Вопрос был адресован вельветовому пупсу. Тот заерзал на месте.
— Ну, в принципе, да, пожалуй, — промямлил он. — С точки зрения композиции или, допустим, законов сюжетосложения, логики фабулы… — Лысый замолчал и внезапно, словно набравшись смелости, добавил: — Но в детстве я всегда мечтал спасти Муму… и Чапаева… и Эвридику… и еще устроить свадьбу Дубровского с Машей Троекуровой… Извините.
— Браво! — зааплодировал очкастый, наслаждаясь видом отвисшей челюсти у сивобородого. — Браво!! Прекрасный финал для нашей передачи! Итак, дамы и господа, вы смотрели очередной выпуск ночного литературного ток-шоу…
Саночкин громко, в три этажа, непечатно обложил всю эту вшивую троицу и обрубил болтливый телек на полуфразе. Бездельники, с важным видом толкующие о жизни и смерти, о книжках и прочей белиберде, всегда его ужасно злили. Про жизнь и про смерть сам Саночкин знал уж наверняка поболее этих умников, а художественную литературу искренне ненавидел со школы, употребляя ее теперь только по обязанности — когда, например, сидел на толчке или когда старался побыстрее заснуть.

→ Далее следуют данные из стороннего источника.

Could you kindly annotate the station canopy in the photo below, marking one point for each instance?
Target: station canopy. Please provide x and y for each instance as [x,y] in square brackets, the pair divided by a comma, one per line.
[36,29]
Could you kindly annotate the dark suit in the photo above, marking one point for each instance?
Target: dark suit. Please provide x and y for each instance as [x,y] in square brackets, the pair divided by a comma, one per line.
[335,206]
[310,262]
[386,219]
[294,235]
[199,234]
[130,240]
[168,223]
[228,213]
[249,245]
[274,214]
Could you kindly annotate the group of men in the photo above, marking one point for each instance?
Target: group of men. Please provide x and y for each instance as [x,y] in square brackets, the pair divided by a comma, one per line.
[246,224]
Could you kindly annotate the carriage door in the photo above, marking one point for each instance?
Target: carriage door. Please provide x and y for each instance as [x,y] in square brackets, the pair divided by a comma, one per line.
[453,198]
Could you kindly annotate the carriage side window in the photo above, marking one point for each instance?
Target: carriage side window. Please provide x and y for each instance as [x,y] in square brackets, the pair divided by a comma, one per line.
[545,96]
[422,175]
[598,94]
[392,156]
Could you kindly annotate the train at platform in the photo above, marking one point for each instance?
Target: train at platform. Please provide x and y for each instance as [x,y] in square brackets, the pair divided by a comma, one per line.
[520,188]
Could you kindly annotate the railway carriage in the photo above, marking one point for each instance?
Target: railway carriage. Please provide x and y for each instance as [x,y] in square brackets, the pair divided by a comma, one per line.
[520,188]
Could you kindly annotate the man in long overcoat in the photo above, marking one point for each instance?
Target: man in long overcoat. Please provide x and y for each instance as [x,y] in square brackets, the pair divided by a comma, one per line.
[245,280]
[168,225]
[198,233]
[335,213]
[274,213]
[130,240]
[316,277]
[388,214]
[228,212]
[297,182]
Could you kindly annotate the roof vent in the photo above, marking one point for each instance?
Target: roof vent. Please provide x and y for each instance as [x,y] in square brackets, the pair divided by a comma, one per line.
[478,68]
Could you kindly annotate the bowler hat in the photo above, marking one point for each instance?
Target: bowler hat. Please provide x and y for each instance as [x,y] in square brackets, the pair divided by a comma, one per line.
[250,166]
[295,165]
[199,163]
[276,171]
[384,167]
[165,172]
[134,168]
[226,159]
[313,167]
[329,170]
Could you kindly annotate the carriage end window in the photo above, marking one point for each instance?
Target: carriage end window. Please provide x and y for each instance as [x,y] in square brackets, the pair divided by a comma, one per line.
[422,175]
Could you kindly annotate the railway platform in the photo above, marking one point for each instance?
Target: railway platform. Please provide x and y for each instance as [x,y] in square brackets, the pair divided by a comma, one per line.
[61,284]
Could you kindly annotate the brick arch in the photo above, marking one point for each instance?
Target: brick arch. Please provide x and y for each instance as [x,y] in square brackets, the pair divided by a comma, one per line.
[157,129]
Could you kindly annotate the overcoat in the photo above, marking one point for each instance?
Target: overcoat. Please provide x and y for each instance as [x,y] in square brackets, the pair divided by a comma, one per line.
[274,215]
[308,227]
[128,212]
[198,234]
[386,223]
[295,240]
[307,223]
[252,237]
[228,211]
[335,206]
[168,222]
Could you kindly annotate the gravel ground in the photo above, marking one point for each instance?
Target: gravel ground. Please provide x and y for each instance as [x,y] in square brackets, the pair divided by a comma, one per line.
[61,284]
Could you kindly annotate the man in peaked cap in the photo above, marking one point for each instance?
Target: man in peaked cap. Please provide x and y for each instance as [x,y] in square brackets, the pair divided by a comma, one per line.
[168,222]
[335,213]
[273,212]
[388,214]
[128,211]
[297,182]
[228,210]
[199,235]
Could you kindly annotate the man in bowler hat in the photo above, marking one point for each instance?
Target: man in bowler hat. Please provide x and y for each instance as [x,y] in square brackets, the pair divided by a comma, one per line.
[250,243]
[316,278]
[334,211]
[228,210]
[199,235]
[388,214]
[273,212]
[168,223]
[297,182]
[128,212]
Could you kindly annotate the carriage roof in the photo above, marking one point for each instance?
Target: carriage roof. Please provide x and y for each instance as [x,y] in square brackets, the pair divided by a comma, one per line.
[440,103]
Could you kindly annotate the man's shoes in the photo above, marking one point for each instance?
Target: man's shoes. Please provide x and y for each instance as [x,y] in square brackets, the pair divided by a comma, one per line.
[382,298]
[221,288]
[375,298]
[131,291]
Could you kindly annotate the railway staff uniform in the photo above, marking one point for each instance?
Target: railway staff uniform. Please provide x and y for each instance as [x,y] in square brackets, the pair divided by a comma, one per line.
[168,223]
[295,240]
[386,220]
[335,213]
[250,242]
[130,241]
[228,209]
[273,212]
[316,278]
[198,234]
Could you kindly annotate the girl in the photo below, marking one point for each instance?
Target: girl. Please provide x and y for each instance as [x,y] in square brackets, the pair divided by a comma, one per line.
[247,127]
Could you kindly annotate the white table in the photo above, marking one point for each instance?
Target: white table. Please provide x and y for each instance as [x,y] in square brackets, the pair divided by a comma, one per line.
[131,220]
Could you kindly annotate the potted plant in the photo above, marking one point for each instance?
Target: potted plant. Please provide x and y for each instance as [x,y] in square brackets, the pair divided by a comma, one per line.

Кстати, сегодня следовало получше выспаться, чтобы с утра вплотную браться за новый «папин» заказ. Такой большой группы интуристов у Саночкина раньше не было. Конверт с их фотками и авансом он прихватил из ячейки абонентского ящика еще по дороге в аэропорт. «Папа» посулил ему за них ломовые бабки, но и работа предстояла непростая, выборочная, аккуратная. Одного старого бугая требовалось мочить в обязательном порядке, но жену его не трогать, а племянника с девкой и вовсе беречь, словно каких-нибудь наследных прынцев. Зато насчет остальных — двух дружков племянника, братца и мордатого папаши девки — четких указаний не было. Можно действовать по обстоятельствам. Очень хорошо. Значит, весь завтрашний день он, Саночкин, посвятит изучению их распорядка дня, маршрутов, привычек, после чего найдет самое удобное место для парковки тачки рядом с гостиницей, обследует все подворотни, две ближайшие крыши и примерно определится в выборе ствола. В рядовых случаях он работал простым ПМ с глушителем, но теперь, вероятно, придется подстраховать себя 9-миллиметровым снайперским «винторезом».
Впрочем, винт — это так, на всякий пожарный, если не получится подойти поближе. Обычно у Саночкина все нормально получалось…
Да, и вот еще что: не забыть купить русско-датский словарь.